ダンパーなどは車重に合わせてアクセラから流用。最終確認は首都高で徹底的に走り込み

新型「CX-3」のホワイトボディー

 東京オートサロンで国内に向けに初公開を行った新型「CX-3」。先日行われたプロトタイプ車両の撮影会(http://car.watch.impress.co.jp/docs/news/photo/20150117_684154.html)では量産試作モデルがメディア向けに公開され、グレード展開や安全装備、価格帯などの情報が発表された。

 しかし、まだ公道での試乗機会がないので、CX-3がどのようなハンドリングや乗り味に仕上がっているのかは不明だ。ただ、今回の撮影会でシャシーや足まわりなどの特徴について話を聞くことができた。

 4275×1765×1550mm(全長×全幅×全高)というボディーサイズや、フロントがストラット、リアがトーションビームというサスペンション形式から想像すると、先行して発売されたデミオをベースにしているところが多いと感じるだろう。確かにプラットフォームなどはデミオと共通している部分なのだが、ハイテン鋼の使用率や板厚などはCX-3用に変更。ダンパーはアクセラ用をベースにしている。つまり、単純にデミオをベースにしたクロスオーバーではなく、CX-3専用に開発を行っている部分が非常に多いのだ。

CX-3 XD Touring

 前述のようにプラットフォームはデミオと共用になるが、CX-3が求める方向性に合わせるため全体的に剛性を向上。フロントまわりはデミオと比べて重量が上がっているため板厚を高め、ハイテン鋼もより多く使用している。特に運転席足下のバルクヘッド周辺はハイテン率をアップしているという。リアまわりはフロントよりもさらに剛性を上げ、各部に補強も追加している。全体的に剛性を高めたことで、Bセグメントの車両に起きやすい車体のビリビリした高周波振動を抑制している。

 また、デミオよりも車高が上がっているため、アームをそのまま取り付けると角度が斜めになってしまう。そこでフレームのペリメーターをカットし、取り付け位置の補正を実施。デミオと共通のプラットフォームを利用したと言いつつも、多くの個所をCX-3用に調整している。

CX-3の走行イメージ

 フロントがストラットでリアがトーションビームのサスペンションも、形式だけを見ればデミオと同様だが、ダンパーは減衰特性を重視するためにアクセラ用をベースとしている。セッティングの方向性については、キビキビと動き、しかも上質感のある乗り味を目指している。

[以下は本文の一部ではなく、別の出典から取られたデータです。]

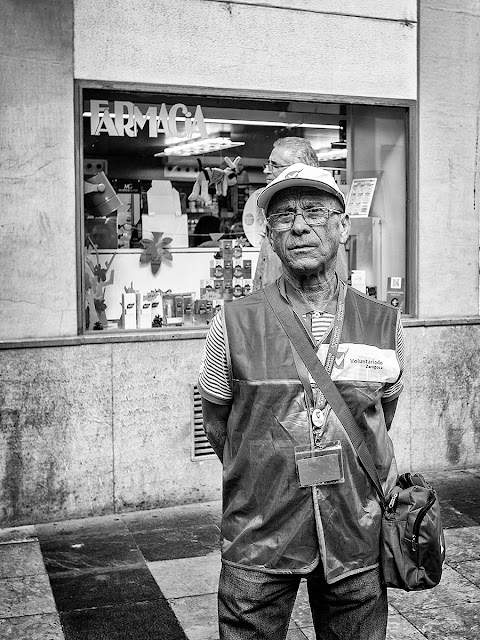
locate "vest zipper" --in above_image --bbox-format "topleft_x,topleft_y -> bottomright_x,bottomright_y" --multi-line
386,492 -> 399,512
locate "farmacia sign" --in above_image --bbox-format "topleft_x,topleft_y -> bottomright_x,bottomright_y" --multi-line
89,100 -> 208,139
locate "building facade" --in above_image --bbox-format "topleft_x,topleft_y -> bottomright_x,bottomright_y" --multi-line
1,0 -> 480,526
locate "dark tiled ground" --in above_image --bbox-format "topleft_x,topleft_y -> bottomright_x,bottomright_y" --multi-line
0,468 -> 480,639
34,510 -> 196,640
132,523 -> 221,563
60,600 -> 188,640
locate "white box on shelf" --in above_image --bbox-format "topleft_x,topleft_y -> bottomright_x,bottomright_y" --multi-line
122,292 -> 137,330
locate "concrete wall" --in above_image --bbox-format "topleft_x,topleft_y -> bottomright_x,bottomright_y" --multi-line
0,337 -> 220,526
74,0 -> 416,100
418,1 -> 480,317
0,0 -> 77,340
2,320 -> 480,526
394,322 -> 480,471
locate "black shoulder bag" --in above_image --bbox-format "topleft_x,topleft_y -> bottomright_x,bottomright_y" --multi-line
263,283 -> 445,591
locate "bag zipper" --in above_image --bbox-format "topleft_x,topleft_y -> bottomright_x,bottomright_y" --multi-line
410,491 -> 436,559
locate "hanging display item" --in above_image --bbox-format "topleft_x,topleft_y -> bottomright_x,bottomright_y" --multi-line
188,156 -> 243,207
139,232 -> 173,275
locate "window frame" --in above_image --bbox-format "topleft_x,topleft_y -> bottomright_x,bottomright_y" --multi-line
74,80 -> 417,335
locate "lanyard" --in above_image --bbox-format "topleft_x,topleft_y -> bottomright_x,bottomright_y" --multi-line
287,281 -> 347,439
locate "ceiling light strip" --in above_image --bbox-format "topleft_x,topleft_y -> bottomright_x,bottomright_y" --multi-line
83,112 -> 339,130
156,137 -> 245,157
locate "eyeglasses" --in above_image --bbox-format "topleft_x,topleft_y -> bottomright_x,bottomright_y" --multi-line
263,161 -> 290,174
267,208 -> 344,231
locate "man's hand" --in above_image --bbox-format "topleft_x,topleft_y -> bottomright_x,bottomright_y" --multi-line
201,398 -> 230,462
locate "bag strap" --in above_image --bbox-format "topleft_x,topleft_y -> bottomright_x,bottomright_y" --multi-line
263,283 -> 386,503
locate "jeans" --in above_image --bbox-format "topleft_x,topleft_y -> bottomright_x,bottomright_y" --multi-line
218,562 -> 387,640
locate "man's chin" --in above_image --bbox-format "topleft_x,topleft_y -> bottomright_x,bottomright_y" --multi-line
285,258 -> 323,274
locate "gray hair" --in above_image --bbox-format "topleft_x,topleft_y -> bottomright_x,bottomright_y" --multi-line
273,137 -> 320,167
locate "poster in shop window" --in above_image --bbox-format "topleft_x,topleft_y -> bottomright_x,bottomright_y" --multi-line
345,178 -> 377,217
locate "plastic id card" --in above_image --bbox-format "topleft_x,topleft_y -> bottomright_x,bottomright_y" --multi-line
294,441 -> 345,487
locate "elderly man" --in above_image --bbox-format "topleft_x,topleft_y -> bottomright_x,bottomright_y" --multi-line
253,136 -> 348,290
198,164 -> 404,640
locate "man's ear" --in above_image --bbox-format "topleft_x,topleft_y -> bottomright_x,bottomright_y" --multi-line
338,214 -> 350,245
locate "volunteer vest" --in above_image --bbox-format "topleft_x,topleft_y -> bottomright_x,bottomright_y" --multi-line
221,281 -> 401,583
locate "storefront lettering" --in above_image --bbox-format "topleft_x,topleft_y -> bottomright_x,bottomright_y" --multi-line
89,100 -> 208,139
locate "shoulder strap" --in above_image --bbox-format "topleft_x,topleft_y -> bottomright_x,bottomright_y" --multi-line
263,283 -> 385,502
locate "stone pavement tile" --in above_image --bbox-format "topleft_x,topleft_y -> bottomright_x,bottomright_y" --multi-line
0,541 -> 46,578
286,627 -> 310,639
168,584 -> 312,640
464,468 -> 480,479
450,559 -> 480,587
451,503 -> 480,525
40,534 -> 144,574
0,525 -> 36,544
425,470 -> 480,518
405,601 -> 480,639
444,526 -> 480,563
169,592 -> 219,640
291,581 -> 313,628
122,501 -> 222,532
0,574 -> 57,618
425,468 -> 480,491
49,565 -> 161,611
0,612 -> 64,640
293,586 -> 426,640
36,514 -> 128,542
297,626 -> 315,640
387,565 -> 480,615
386,612 -> 426,639
148,551 -> 221,598
60,600 -> 187,640
440,500 -> 479,529
132,523 -> 221,562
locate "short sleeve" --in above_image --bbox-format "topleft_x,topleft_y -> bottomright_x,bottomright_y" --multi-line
197,310 -> 233,405
382,313 -> 405,402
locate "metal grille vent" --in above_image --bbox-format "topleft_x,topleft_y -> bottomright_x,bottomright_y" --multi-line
191,385 -> 216,460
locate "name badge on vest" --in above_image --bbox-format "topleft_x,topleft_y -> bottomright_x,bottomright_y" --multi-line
294,441 -> 345,487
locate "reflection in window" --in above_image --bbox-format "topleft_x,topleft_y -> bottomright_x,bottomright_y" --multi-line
80,88 -> 408,331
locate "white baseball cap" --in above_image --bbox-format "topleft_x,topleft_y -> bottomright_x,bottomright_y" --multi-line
257,163 -> 346,213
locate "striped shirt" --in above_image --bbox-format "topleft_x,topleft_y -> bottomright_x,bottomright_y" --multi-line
198,307 -> 405,405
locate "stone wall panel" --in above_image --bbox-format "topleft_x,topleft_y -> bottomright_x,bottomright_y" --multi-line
0,345 -> 114,525
111,340 -> 221,513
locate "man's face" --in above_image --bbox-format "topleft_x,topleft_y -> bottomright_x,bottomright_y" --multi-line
266,187 -> 349,277
264,146 -> 298,184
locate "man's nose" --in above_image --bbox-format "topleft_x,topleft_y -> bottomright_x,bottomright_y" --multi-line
291,211 -> 310,232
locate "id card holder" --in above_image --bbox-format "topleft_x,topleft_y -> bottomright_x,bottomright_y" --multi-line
294,441 -> 345,487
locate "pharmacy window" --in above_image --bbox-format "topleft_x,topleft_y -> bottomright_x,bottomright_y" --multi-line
79,86 -> 412,333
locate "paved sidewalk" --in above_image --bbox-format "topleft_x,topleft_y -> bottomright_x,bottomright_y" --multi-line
1,468 -> 480,639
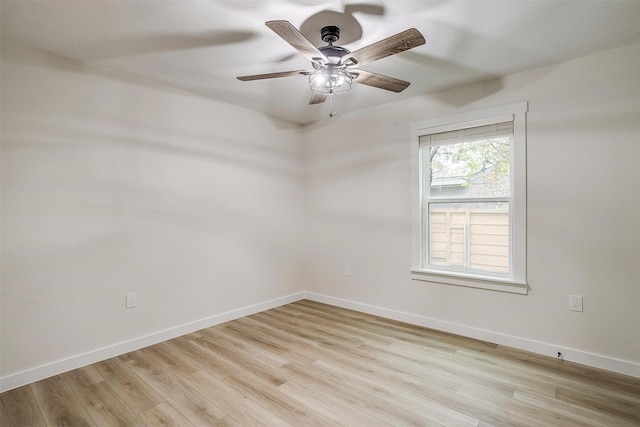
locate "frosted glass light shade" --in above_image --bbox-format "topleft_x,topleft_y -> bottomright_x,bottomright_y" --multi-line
309,67 -> 352,95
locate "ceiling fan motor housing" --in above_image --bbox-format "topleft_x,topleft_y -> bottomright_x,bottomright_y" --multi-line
321,25 -> 340,44
315,45 -> 351,68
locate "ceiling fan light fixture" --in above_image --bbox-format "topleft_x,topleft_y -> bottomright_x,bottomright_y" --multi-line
309,67 -> 352,96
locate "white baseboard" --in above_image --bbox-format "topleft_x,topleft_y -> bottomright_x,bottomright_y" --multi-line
3,290 -> 637,392
304,292 -> 640,379
0,292 -> 306,393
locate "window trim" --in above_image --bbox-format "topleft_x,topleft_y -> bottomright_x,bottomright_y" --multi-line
410,102 -> 528,294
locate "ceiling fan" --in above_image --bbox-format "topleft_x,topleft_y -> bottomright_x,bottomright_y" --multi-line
237,20 -> 425,115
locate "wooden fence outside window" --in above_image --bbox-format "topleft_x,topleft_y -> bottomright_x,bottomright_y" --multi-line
429,208 -> 509,273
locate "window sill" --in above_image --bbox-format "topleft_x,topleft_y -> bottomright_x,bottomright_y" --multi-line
411,268 -> 528,294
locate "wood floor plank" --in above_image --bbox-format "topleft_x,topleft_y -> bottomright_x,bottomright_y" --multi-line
474,380 -> 603,426
497,344 -> 640,396
216,415 -> 244,427
312,358 -> 480,427
277,378 -> 391,426
139,402 -> 195,427
3,299 -> 639,427
513,386 -> 640,427
91,357 -> 165,414
200,325 -> 290,368
74,381 -> 143,426
452,348 -> 558,397
271,303 -> 404,347
251,313 -> 329,348
280,361 -> 434,426
1,405 -> 15,427
138,343 -> 201,378
30,375 -> 95,426
160,335 -> 237,380
0,384 -> 47,427
554,383 -> 640,422
184,370 -> 292,427
125,349 -> 230,427
191,332 -> 290,387
248,310 -> 364,348
62,365 -> 103,391
221,318 -> 320,365
222,371 -> 337,427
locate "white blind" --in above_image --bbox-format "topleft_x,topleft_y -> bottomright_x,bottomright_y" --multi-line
419,121 -> 513,147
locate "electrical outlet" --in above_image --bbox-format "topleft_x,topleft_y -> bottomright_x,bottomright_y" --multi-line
569,295 -> 583,312
126,292 -> 137,308
344,265 -> 351,276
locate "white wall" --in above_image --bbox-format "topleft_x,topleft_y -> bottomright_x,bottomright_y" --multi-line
2,40 -> 638,390
304,42 -> 640,375
0,42 -> 305,387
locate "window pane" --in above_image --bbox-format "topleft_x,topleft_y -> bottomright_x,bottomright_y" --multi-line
429,136 -> 511,197
427,202 -> 510,274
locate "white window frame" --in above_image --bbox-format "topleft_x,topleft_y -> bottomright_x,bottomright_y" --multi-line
410,102 -> 528,294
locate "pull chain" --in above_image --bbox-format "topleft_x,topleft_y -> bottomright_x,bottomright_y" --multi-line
329,94 -> 337,118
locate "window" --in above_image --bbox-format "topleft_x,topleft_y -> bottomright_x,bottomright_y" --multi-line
410,103 -> 528,293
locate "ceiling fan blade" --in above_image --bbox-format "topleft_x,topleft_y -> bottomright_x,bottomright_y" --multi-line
309,93 -> 327,104
266,20 -> 328,65
237,70 -> 312,81
343,28 -> 425,68
351,69 -> 411,93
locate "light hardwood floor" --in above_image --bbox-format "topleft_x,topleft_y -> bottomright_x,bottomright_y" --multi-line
2,300 -> 639,426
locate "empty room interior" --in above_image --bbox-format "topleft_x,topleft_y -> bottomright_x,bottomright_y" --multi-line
1,1 -> 639,426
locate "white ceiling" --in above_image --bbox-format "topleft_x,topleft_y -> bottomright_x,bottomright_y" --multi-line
2,1 -> 639,125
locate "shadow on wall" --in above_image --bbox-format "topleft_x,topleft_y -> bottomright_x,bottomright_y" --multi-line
2,39 -> 302,131
2,42 -> 303,180
431,77 -> 504,107
3,121 -> 301,180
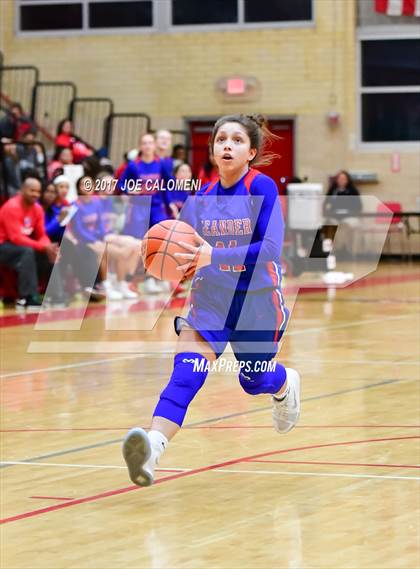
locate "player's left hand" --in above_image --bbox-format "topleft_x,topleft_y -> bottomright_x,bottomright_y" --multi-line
175,233 -> 212,272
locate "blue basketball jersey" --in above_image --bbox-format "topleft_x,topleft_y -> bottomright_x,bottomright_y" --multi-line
181,168 -> 284,292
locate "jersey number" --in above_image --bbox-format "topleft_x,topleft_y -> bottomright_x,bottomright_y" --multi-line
215,241 -> 246,272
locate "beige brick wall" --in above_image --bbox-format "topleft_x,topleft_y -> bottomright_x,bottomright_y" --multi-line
1,0 -> 419,217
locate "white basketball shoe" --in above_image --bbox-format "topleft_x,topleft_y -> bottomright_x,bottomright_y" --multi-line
272,368 -> 301,433
122,428 -> 158,487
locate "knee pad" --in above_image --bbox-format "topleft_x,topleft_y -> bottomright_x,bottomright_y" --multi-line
153,352 -> 209,426
239,362 -> 286,396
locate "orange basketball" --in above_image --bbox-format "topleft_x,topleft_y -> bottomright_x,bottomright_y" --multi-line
141,220 -> 198,281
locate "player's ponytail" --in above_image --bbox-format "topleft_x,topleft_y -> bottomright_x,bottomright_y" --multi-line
210,114 -> 279,168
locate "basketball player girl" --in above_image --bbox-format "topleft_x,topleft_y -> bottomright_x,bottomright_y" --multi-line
123,114 -> 301,487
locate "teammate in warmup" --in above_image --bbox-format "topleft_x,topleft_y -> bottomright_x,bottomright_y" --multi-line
123,114 -> 301,486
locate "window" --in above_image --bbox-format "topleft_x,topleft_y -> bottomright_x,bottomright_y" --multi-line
244,0 -> 312,23
89,1 -> 152,28
362,39 -> 420,86
172,0 -> 237,26
18,0 -> 153,33
20,3 -> 83,31
360,38 -> 420,143
18,0 -> 314,34
171,0 -> 312,27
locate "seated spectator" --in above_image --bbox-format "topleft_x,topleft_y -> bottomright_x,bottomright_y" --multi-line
40,179 -> 101,299
0,176 -> 64,308
0,102 -> 34,143
40,182 -> 67,242
48,147 -> 74,181
16,128 -> 45,182
55,119 -> 93,163
71,176 -> 138,300
323,170 -> 362,256
53,174 -> 71,205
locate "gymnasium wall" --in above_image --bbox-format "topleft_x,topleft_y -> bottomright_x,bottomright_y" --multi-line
1,0 -> 419,211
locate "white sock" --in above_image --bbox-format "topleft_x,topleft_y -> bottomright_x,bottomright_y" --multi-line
148,430 -> 168,462
273,382 -> 289,402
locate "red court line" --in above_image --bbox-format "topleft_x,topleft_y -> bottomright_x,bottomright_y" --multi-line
29,496 -> 73,501
1,435 -> 418,525
1,272 -> 418,329
249,459 -> 420,469
2,424 -> 419,432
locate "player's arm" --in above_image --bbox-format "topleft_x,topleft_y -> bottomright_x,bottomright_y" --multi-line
211,176 -> 284,265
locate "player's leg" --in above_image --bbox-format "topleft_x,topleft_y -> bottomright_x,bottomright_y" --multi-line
123,328 -> 217,486
232,288 -> 301,433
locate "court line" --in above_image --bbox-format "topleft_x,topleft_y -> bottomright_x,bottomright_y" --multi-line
1,435 -> 418,525
0,354 -> 161,379
2,423 -> 419,433
214,469 -> 420,481
249,459 -> 420,469
2,309 -> 417,377
185,379 -> 400,428
30,496 -> 73,501
0,379 -> 400,469
3,458 -> 418,471
0,461 -> 186,472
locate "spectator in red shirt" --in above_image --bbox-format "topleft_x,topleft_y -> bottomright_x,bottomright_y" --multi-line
0,177 -> 64,308
48,147 -> 74,181
55,119 -> 92,163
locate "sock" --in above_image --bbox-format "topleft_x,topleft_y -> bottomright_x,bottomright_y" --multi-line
148,429 -> 168,462
125,273 -> 134,282
273,382 -> 289,402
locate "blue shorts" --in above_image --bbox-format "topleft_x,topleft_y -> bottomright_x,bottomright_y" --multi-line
175,277 -> 289,361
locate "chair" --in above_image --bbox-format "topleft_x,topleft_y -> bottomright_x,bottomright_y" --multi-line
376,201 -> 411,260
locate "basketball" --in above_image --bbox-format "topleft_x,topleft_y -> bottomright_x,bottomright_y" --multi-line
141,219 -> 198,281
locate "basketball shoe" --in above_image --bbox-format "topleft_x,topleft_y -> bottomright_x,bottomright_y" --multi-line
123,428 -> 159,487
272,368 -> 301,433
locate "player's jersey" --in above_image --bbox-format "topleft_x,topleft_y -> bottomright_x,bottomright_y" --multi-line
71,197 -> 105,243
117,158 -> 167,206
98,197 -> 116,235
181,168 -> 284,292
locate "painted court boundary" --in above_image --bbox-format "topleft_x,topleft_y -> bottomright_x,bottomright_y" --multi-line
1,435 -> 418,525
0,378 -> 400,469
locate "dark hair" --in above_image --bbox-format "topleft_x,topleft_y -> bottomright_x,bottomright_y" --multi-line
329,170 -> 357,193
174,162 -> 192,176
172,143 -> 186,157
11,102 -> 23,113
40,181 -> 57,208
20,127 -> 37,137
21,170 -> 41,184
53,146 -> 72,161
209,114 -> 278,167
57,118 -> 72,136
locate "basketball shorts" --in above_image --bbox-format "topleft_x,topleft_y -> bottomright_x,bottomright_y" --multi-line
175,277 -> 289,361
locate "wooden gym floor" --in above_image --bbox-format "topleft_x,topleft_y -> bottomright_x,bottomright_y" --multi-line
1,262 -> 419,569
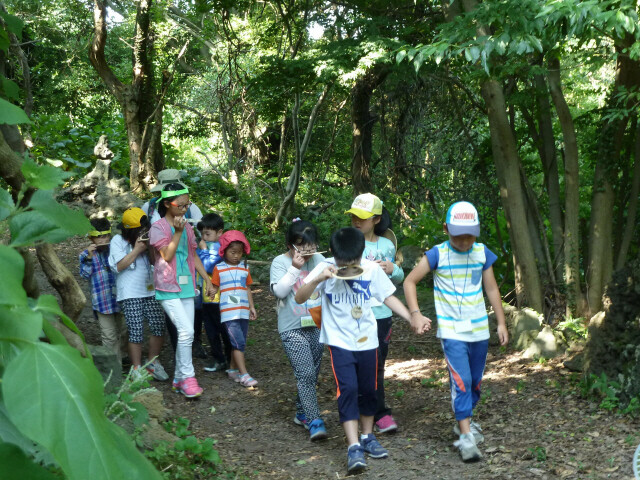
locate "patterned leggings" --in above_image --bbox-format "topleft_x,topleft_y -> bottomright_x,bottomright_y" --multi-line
280,327 -> 324,422
120,297 -> 165,343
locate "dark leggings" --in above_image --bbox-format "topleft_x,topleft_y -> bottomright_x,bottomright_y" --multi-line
375,316 -> 393,421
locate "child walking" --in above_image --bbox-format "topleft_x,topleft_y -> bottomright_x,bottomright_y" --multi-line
346,193 -> 404,433
196,213 -> 232,372
403,201 -> 509,462
149,184 -> 215,398
79,218 -> 123,365
296,227 -> 430,474
108,208 -> 168,381
270,219 -> 327,441
210,230 -> 258,387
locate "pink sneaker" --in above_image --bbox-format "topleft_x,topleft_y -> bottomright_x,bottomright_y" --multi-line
227,369 -> 241,382
175,377 -> 203,398
375,415 -> 398,433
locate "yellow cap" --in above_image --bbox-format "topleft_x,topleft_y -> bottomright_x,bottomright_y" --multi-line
344,193 -> 383,219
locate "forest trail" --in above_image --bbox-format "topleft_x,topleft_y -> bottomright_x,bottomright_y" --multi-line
46,238 -> 637,480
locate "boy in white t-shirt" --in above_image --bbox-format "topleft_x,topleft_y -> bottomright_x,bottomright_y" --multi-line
295,227 -> 430,474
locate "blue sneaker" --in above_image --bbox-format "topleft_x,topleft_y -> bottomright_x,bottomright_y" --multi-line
361,433 -> 389,458
293,413 -> 309,429
308,418 -> 327,441
347,444 -> 367,473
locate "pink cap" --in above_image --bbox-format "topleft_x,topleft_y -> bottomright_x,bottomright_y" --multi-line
219,230 -> 251,256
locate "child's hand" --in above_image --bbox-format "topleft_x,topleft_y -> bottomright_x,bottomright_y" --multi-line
319,265 -> 337,281
497,324 -> 509,346
249,307 -> 257,321
173,216 -> 186,231
376,260 -> 394,275
133,237 -> 147,253
410,312 -> 432,334
86,244 -> 97,259
198,239 -> 207,250
291,250 -> 305,269
206,282 -> 217,299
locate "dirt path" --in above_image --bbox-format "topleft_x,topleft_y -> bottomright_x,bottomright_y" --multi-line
44,238 -> 638,479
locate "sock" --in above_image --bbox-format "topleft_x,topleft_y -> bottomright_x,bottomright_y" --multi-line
360,434 -> 370,442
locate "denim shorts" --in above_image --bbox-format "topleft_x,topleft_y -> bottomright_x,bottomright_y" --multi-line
224,319 -> 249,351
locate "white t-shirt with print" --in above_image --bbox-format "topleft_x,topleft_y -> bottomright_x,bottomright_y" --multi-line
304,258 -> 395,351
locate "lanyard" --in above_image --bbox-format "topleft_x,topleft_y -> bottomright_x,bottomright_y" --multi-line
447,243 -> 470,318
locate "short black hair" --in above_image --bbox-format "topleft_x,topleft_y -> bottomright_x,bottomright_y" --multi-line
90,217 -> 111,232
286,220 -> 318,248
330,227 -> 364,264
158,183 -> 188,218
373,208 -> 392,236
121,215 -> 150,245
197,213 -> 224,232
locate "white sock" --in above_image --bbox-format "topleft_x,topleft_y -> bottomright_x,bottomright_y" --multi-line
360,434 -> 370,442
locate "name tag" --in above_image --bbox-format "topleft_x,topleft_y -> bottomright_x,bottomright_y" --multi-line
178,275 -> 189,285
300,316 -> 316,328
454,318 -> 473,333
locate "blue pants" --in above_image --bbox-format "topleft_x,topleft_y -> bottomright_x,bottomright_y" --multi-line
441,339 -> 489,421
328,346 -> 377,423
224,319 -> 249,352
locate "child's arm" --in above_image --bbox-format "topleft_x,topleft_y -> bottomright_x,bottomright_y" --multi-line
78,249 -> 94,279
384,294 -> 431,334
156,218 -> 186,262
403,255 -> 433,331
483,267 -> 509,346
295,265 -> 335,304
194,254 -> 215,299
247,287 -> 257,320
115,238 -> 147,272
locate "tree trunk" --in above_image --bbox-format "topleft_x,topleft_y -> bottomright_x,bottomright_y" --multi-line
547,57 -> 582,315
616,119 -> 640,269
351,65 -> 389,194
89,0 -> 164,193
587,37 -> 640,314
480,79 -> 544,312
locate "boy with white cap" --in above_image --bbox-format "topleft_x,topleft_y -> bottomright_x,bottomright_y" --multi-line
403,201 -> 508,462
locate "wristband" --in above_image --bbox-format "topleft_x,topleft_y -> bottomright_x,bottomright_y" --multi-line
410,310 -> 420,315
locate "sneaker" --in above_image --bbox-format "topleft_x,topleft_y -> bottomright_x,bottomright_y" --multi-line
347,444 -> 367,473
454,433 -> 482,462
238,373 -> 258,387
361,433 -> 388,458
145,359 -> 169,381
293,413 -> 309,429
204,360 -> 229,372
308,419 -> 327,441
226,369 -> 241,381
192,342 -> 207,359
375,415 -> 398,433
453,420 -> 484,444
172,378 -> 180,392
174,377 -> 203,398
130,366 -> 147,382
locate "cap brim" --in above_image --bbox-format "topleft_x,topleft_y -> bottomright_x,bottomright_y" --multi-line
446,223 -> 480,237
150,181 -> 187,192
344,208 -> 374,219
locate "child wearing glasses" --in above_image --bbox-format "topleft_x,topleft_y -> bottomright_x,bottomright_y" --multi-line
149,184 -> 215,398
270,219 -> 327,441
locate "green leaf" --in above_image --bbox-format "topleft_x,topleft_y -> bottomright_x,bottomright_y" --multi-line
0,305 -> 43,363
128,402 -> 149,428
0,405 -> 37,455
21,157 -> 71,190
0,246 -> 27,307
0,29 -> 8,53
0,442 -> 58,480
0,11 -> 24,38
0,188 -> 14,221
2,343 -> 162,480
0,98 -> 30,125
1,77 -> 20,101
395,50 -> 407,63
33,295 -> 89,357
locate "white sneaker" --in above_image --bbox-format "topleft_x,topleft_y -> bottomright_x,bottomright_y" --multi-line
454,433 -> 482,462
145,360 -> 169,381
453,420 -> 484,444
130,366 -> 147,382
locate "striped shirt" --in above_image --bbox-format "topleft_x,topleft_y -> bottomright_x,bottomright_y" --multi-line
425,241 -> 497,342
79,249 -> 119,315
211,261 -> 253,322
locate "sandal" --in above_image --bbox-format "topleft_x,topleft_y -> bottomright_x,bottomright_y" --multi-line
227,369 -> 241,382
238,373 -> 258,387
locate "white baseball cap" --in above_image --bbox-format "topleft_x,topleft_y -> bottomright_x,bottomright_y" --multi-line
446,201 -> 480,237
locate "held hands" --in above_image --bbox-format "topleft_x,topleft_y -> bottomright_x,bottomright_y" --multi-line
497,324 -> 509,346
249,307 -> 257,321
376,260 -> 394,275
205,281 -> 217,300
410,311 -> 432,335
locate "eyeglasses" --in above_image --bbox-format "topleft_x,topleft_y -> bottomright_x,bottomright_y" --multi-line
293,244 -> 327,255
170,201 -> 192,210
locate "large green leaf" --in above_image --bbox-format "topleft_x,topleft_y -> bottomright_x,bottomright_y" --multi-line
0,404 -> 35,455
0,10 -> 24,37
0,442 -> 57,480
0,246 -> 27,307
33,295 -> 90,358
0,188 -> 14,221
0,98 -> 30,125
3,343 -> 162,480
21,157 -> 71,191
0,305 -> 43,365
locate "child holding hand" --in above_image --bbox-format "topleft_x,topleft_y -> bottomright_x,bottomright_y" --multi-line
210,230 -> 258,387
296,227 -> 430,474
403,201 -> 508,463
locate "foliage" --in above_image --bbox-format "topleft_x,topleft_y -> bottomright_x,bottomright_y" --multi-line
0,159 -> 161,479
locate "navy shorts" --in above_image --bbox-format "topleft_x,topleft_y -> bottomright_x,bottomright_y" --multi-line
328,345 -> 378,423
224,319 -> 249,352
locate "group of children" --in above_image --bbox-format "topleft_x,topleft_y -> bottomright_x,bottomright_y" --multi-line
80,174 -> 509,474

コンパクトカーのデミオはオールマイティな性能を求められるが、若年層やファミリー層を狙っているCX-3は、マツダが提唱している「Be a driver」の思想を根強く感じさせる仕上がりになっているという。長距離の移動やワインディングでの走行など、ドライブしていて楽しいと思えるハンドリングを実現している。

 足まわりの各部を見ると、シャープなハンドリングを生み出すためにフロントアームは板厚をアップさせて強度を確保。ブッシュも硬度を高めている。一方のリアまわりはトーションビーム式を採用しているので、乗り心地に対してネガティブな印象を持つ人もいるだろう。だが、タイヤとダンパーの減衰を最大限に活かし、トーションビームのブッシュも柔らかくするなど、可能な限り路面からの突き上げを抑制するように取り組んでいる。

 フロントとリアを全体的に見ると、スプリングレートやスタビライザー、ブッシュを固める方向にセッティングしていて、ロール量は抑えている。それでもダンパーはしなやかに動くようにチューニングしているので、路面からの突き上げは抑えつつ、車体はキビキビと動くように仕立てている。

CX-3のフロントサスペンション
CX-3のリアサスペンション
タイヤサイズはベースグレードのXDが215/60 R16 95V、XD TouringとXD Touring L Packageが215/50 R18 92V(写真)となる

 CX-3のタイヤサイズは16インチと18インチの2タイプ。タイヤサイズによるセッティングの違いはないが、プロペラシャフトを通すなど大きな変更を加えている4WDは、同じ足まわりのセッティングでは求めている乗り味が実現できなかった。そのため、2WD(FF)と4WDではセッティングを変えているという。

 足まわりのセッティングのほとんどの部分は、広島県にあるマツダのテストコースを利用していて実施している。だが、最後の煮詰めは一般道を使用して確認作業を行ったという。テストチームは広島をベースとしているのだが、わざわざ首都高速までクルマを運んで最終的な確認走行を実施。首都高は轍や道路のつなぎ目など、高速走行時に過酷な路面からの入力が多く、ここで乗り心地が確保できれば、ほかの道路でも満足いく仕上がりになるというのがその理由。そのため、首都高での最終確認は徹底的に行われたそうだ。

 このように、デミオと共通する部分が多いと思われていたボディーやシャシーだが、実際には多くの部分がCX-3専用品となっている。もちろん、セッティングもこれに合わせたオリジナルだ。クラスレスな存在を目指しているCX-3は、いったいどのようなハンドリングや乗り味に仕上がっているか? 期待して試乗できる機会を待ちたい。